Von Mischa Aschmoneit
Die Düsseldorfer »Initiative für ein Sozialticket« hatte am
Donnerstag
zur öffentlichen Diskussionsrunde vor dem
nordrhein-westfälischen
Landtag eingeladen. Tatsächlich kamen Politiker aller im
Parlament
vertretenen Parteien. Das ist nicht ungewöhnlich, denn im
einwohnerstärksten Bundesland wird
am 9. Mai gewählt -- mit ungewissem
Ausgang. Ungewöhnlich hingegen war die Breite der Zustimmung
zum
Sozialticket. Lediglich der Vertreter der FDP hatte
Schwierigkeiten,
sein Nein vor den rund 250 Zuhörern nicht allzu deutlich
werden zu
lassen. In wahlkampfbedingter Einmütigkeit erklärten CDU,
SPD und FDP,
daß die Vergünstigung für sozial
Schwache demnächst käme, wenn ihre
jeweilige Partei denn gestärkt aus den Wahlen hervorginge.

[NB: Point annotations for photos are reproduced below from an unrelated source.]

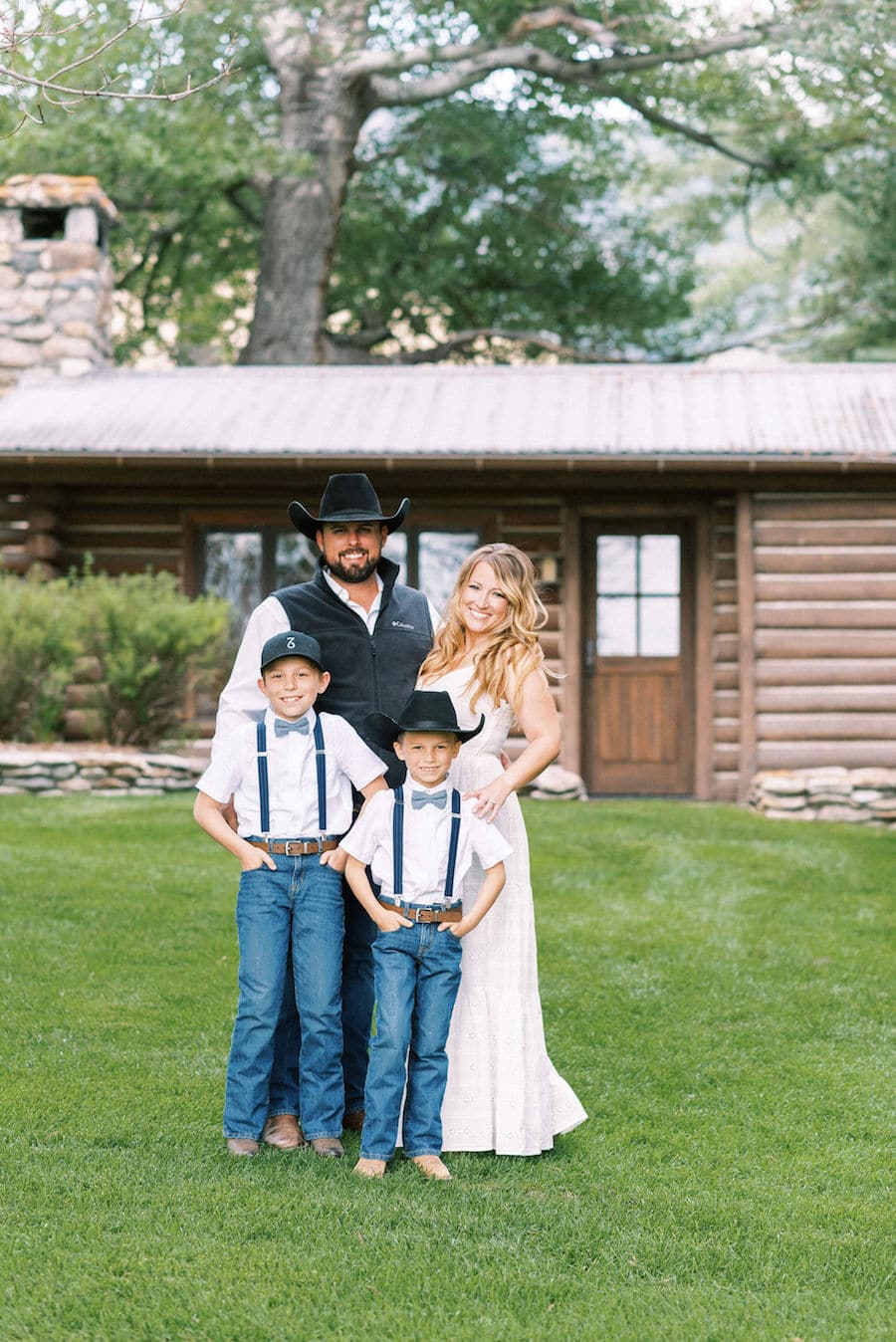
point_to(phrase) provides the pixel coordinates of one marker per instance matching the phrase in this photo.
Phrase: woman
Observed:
(503, 1092)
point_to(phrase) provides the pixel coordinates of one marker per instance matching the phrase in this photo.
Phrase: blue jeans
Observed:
(357, 1014)
(297, 909)
(416, 975)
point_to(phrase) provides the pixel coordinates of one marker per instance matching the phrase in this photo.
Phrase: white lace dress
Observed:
(503, 1091)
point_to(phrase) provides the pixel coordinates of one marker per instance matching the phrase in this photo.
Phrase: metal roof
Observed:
(447, 411)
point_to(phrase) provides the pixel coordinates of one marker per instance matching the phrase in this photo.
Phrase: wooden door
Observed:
(638, 674)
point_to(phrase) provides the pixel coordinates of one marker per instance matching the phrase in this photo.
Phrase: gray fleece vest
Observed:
(369, 673)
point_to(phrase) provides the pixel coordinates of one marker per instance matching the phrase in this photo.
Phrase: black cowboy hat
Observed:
(425, 710)
(346, 498)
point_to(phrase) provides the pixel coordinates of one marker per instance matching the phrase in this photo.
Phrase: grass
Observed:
(715, 987)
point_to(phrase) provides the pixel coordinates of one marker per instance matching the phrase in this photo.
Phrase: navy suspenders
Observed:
(265, 791)
(398, 843)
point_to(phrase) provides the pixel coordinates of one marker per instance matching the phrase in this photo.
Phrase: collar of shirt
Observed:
(342, 592)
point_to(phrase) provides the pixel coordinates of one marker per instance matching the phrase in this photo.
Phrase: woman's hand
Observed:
(336, 858)
(458, 929)
(490, 798)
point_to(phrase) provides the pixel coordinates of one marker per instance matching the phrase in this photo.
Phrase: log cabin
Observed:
(717, 545)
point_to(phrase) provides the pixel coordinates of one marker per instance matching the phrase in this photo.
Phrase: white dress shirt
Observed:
(240, 697)
(293, 780)
(427, 836)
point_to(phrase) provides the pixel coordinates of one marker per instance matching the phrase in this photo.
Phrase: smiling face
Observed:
(351, 550)
(428, 755)
(483, 605)
(293, 685)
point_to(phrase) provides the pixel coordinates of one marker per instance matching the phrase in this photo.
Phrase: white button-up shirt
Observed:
(293, 780)
(427, 836)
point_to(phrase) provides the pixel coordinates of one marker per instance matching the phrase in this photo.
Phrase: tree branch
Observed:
(474, 61)
(700, 137)
(61, 93)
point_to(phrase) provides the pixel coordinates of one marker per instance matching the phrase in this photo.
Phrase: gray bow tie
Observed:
(424, 798)
(282, 729)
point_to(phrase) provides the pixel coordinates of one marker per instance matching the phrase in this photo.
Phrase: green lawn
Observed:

Die regierende CDU und die Grünen konnten damit punkten, daß sie bereits
einen entsprechenden verbindlichen Beschluß
in einem großen
nordrhein-westfälischen Verkehrsverbund durchgesetzt haben.
Lediglich
der Preis stünde noch nicht fest. Er müsse mit Hilfe einer
Marktanalyse
noch festgestellt werden. Frank Laubenburg, Landtagskandidat
der Partei
Die Linke, hielt dem entgegen, daß
der hohe Bedarf an der schnellen
Einführung des Tickets bekannt sei und der Preis die im
Arbeitslosengeld-Regelsatz vorgesehenen 11,49 Euro nicht
überschreiten
dürfe. Für CDU, SPD und Grüne schwankt der Preis zwischen 15
und 20
Euro, was immerhin deutlich unter den bisherigen Tarifen
läge.
Eingeleitet wurde die Diskussion am Vormittag mit Vorträgen
verschiedener Befürworter des Sozialtickets. Prof. Dr.
Thomas Münch übte
scharfe Kritik an der durch
staatliches Handeln verursachten
gesellschaftlichen Ausgrenzung von
Menschen mit wenig Geld. Das
günstigere Ticket sei für ihn nicht
die Herstellung von Gerechtigkeit,
wohl aber ein kleiner Schritt dahin. Stefan Pfeiffer, der
für den DGB
sprach, erklärte, die Fahrkarte sei »unverzichtbar für ein
Minimum an
Menschenwürde«. Für die Diakonie wies Christian Arnold
darauf hin, daß
»nur ein bezahlbares Ticket ein wirklicher Fortschritt« sei.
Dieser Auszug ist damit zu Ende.